Funny thing, I thought I recognized one of the hobos in the café where we got coffee. He was wolfing down a big breakfast. When he was finished, he left in a hurry. I just assumed he was a hobo in town for the festivities. But he looked so familiar.
And suddenly it dawned on me. He had been a kindergarten classmate of mine. I couldn’t recall his name, but it was him.
Another memory that occurred to me was much later in my life, when I was a psychiatrist and co-attending on the medical-psychiatry unit in University Hospital in Iowa City. We admitted a patient who had been found walking around and around in a circle in the street, and seemed confused. Evidently the patient had an acute medical problem and no diagnosable psychiatric illness.
The patient identified as a hobo and was proud of it. The person was polite, grateful, and cooperative.

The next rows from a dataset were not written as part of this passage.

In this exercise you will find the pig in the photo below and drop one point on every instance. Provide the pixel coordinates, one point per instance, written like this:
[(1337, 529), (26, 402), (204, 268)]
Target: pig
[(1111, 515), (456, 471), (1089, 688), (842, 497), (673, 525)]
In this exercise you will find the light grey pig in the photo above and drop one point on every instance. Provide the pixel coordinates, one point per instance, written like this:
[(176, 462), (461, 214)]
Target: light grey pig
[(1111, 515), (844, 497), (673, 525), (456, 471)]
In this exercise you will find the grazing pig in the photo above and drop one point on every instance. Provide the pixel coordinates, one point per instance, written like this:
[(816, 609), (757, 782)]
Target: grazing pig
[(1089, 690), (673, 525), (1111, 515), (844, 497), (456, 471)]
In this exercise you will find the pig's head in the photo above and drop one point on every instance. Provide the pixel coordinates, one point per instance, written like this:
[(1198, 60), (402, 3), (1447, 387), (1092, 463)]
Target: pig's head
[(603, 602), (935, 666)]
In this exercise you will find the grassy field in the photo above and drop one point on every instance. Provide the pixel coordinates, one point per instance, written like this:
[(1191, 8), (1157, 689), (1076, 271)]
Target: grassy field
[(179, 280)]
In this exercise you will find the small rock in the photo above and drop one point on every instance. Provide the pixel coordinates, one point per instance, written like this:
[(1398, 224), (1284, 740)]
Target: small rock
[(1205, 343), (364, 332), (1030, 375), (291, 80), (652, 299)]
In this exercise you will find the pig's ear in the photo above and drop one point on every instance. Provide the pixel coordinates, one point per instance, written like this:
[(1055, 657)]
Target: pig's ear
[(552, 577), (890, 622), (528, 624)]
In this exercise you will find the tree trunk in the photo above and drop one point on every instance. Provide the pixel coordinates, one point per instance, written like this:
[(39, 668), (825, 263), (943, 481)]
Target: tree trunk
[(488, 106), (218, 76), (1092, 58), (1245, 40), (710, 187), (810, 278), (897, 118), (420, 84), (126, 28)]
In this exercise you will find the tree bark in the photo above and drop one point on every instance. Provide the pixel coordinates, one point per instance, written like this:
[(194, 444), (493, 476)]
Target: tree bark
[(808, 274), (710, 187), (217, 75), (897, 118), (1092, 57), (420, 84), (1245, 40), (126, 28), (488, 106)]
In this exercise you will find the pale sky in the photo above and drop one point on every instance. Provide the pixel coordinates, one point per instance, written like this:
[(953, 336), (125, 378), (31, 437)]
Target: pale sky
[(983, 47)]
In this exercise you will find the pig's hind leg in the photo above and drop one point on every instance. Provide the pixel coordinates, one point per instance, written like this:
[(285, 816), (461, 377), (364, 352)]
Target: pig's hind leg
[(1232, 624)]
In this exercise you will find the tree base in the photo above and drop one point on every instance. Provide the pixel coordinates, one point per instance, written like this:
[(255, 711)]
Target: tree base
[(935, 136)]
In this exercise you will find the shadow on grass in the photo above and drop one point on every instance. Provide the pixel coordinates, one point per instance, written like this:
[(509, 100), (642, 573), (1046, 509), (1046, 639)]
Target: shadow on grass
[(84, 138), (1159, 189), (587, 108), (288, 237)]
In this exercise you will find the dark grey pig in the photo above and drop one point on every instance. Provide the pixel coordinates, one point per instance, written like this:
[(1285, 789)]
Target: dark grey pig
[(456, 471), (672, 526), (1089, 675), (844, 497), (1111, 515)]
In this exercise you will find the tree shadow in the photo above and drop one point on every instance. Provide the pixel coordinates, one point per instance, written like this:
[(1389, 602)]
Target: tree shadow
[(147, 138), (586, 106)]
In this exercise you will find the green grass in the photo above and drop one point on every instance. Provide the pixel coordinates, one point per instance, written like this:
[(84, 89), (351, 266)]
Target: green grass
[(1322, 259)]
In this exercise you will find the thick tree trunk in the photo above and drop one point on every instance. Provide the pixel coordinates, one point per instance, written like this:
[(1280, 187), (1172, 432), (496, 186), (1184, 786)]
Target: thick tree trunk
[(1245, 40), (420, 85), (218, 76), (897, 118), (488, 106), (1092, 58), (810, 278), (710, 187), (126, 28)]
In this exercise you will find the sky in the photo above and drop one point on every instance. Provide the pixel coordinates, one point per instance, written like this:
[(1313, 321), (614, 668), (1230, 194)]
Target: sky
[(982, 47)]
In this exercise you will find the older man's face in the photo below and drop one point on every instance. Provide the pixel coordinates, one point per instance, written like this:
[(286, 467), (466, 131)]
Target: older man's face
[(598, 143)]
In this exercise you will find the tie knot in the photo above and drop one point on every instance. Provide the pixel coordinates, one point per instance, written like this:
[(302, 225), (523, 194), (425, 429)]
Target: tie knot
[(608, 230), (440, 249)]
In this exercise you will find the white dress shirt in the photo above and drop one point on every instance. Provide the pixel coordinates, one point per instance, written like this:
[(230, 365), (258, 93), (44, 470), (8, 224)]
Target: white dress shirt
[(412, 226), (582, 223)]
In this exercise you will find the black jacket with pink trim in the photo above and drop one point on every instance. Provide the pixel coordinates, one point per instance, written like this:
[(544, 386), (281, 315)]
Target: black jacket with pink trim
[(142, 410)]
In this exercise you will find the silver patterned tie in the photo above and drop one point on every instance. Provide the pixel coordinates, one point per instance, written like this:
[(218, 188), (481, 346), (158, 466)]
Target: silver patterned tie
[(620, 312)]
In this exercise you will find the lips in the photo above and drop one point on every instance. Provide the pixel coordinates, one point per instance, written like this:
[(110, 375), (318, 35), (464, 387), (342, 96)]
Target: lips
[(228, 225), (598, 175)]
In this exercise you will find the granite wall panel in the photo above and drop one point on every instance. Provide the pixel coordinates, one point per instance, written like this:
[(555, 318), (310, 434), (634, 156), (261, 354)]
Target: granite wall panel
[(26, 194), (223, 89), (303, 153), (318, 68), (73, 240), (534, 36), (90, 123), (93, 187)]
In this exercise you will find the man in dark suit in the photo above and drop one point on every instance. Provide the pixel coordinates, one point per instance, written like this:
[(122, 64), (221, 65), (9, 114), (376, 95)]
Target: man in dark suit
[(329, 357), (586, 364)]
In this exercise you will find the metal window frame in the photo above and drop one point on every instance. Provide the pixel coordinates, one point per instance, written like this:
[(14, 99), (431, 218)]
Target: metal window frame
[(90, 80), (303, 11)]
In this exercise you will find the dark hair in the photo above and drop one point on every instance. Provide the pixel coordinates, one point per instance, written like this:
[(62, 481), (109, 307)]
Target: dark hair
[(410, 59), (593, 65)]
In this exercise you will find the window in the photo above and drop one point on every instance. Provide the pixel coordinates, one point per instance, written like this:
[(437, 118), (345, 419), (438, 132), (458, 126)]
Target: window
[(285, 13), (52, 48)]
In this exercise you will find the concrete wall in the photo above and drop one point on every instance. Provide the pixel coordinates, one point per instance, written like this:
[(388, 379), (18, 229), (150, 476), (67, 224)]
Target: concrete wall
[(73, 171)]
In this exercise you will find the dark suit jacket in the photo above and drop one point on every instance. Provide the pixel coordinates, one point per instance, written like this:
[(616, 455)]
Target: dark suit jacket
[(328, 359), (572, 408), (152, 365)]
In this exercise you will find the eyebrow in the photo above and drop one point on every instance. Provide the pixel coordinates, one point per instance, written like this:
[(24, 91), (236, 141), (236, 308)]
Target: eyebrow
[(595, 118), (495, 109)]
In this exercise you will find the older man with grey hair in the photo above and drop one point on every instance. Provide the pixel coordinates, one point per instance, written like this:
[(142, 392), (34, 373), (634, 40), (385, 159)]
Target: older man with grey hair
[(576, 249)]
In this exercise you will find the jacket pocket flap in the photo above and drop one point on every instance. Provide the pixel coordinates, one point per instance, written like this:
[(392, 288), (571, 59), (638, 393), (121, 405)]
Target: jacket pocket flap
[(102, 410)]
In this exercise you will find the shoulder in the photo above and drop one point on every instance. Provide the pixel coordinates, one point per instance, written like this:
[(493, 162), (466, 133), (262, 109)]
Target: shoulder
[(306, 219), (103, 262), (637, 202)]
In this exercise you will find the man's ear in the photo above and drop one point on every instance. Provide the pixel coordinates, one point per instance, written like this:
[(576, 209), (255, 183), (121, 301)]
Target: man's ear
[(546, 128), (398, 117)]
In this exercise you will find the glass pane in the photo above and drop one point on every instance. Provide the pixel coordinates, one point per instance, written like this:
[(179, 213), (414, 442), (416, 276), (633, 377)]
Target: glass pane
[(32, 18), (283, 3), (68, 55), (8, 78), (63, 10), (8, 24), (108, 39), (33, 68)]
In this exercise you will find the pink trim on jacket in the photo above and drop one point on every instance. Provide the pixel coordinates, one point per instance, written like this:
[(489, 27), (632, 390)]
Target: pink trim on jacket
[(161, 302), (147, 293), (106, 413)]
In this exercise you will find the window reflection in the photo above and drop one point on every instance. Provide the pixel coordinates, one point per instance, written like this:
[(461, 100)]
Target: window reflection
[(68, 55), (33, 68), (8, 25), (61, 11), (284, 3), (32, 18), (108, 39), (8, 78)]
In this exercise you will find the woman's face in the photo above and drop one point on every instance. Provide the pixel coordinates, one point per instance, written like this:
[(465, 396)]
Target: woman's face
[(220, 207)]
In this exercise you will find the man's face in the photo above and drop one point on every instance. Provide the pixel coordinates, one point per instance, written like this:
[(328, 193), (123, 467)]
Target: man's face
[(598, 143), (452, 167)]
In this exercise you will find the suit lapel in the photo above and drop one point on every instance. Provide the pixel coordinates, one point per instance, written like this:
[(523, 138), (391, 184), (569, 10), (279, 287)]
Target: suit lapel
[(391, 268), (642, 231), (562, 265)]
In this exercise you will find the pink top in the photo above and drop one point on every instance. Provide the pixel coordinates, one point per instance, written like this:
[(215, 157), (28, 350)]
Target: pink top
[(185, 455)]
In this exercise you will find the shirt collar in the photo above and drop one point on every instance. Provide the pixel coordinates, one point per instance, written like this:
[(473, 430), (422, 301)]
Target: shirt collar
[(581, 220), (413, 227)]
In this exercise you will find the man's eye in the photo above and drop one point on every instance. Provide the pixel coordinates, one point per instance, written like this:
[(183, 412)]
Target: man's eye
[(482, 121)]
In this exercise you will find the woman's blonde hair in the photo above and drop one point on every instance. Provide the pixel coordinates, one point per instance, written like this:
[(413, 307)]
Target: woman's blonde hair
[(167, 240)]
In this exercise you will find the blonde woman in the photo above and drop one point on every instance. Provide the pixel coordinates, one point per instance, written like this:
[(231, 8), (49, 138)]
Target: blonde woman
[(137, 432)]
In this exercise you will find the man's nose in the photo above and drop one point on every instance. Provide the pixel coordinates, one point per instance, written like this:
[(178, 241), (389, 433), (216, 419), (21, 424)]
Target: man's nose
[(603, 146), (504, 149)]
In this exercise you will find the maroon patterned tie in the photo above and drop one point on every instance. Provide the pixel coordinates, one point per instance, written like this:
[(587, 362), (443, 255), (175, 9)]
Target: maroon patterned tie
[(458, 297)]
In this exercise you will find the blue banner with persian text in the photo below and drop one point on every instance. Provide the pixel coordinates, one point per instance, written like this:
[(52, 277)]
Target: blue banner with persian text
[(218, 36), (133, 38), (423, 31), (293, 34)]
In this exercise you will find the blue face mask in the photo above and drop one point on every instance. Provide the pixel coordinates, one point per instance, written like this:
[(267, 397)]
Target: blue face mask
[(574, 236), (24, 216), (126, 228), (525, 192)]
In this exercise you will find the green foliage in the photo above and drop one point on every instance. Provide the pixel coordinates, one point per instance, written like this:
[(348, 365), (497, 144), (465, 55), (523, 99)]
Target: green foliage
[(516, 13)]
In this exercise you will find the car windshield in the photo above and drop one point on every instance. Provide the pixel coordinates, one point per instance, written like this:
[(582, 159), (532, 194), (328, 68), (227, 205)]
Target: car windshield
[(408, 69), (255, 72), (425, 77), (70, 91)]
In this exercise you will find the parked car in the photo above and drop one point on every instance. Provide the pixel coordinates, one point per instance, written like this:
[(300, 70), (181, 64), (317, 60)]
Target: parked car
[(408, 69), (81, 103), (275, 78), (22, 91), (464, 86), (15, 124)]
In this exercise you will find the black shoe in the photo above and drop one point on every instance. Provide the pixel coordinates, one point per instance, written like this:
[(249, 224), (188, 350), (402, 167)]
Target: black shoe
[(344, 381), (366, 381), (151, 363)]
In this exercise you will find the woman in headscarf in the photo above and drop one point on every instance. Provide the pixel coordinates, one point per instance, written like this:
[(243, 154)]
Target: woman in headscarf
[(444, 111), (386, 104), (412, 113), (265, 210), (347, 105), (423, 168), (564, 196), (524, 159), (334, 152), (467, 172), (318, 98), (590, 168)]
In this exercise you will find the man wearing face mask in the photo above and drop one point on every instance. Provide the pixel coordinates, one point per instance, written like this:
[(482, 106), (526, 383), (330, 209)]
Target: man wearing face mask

The person refused any help from us beyond help for the acute medical problem. We discharged the person to the street.
Hobo life is different nowadays, I gather. Many have cars and phones. If you look carefully at their photos on the Britt Hobo Days web site, they don’t make me think of homelessness or mental illness. They have made a choice.
On the other hand, homelessness is often not a choice and severe mental illness is not uncommon. There is a homeless shelter in Iowa City, and the resources include a supportive community living program for those who struggle with mental illness. One member of the board of directors is a psychiatrist. Not every homeless person wants to go there. The University of Iowa Health Care has an Integrated Multidisciplinary Program of Assertive Community Treatment (IMPACT).
Thoughts as Train Cars Visualization in Mindfulness Meditation
The Iowa Interstate Railroad train rumbles past our hotel a few times a day and it reminds me of the Mindfulness Based Stress Reduction (MBSR) course I took 10 years ago. One of the exercises the instructor mentioned was the train visualization mindfulness exercise. I don’t know if I remember what our instructor actually said about it, probably something like what the instructor says in a mindfulness video.
One thing I do remember is that it’s OK to notice my thoughts as train cars running through my head. The other thing is the train cars can sort of hijack me and off I go on a tangent, like a hobo hopping a freight car. And, what if also I notice the spaces between the train cars? What would that be like?
The side of my nose itches.
My left eye is tearing up.
What can I do about anything?
Are we all alone in the universe?
Why is David Attenborough’s voice so calming?
Why do I joke around so much?
Even after 10 years of mindfulness practice, I still notice my thoughts jumping around. I’m still hopping from box car to box car.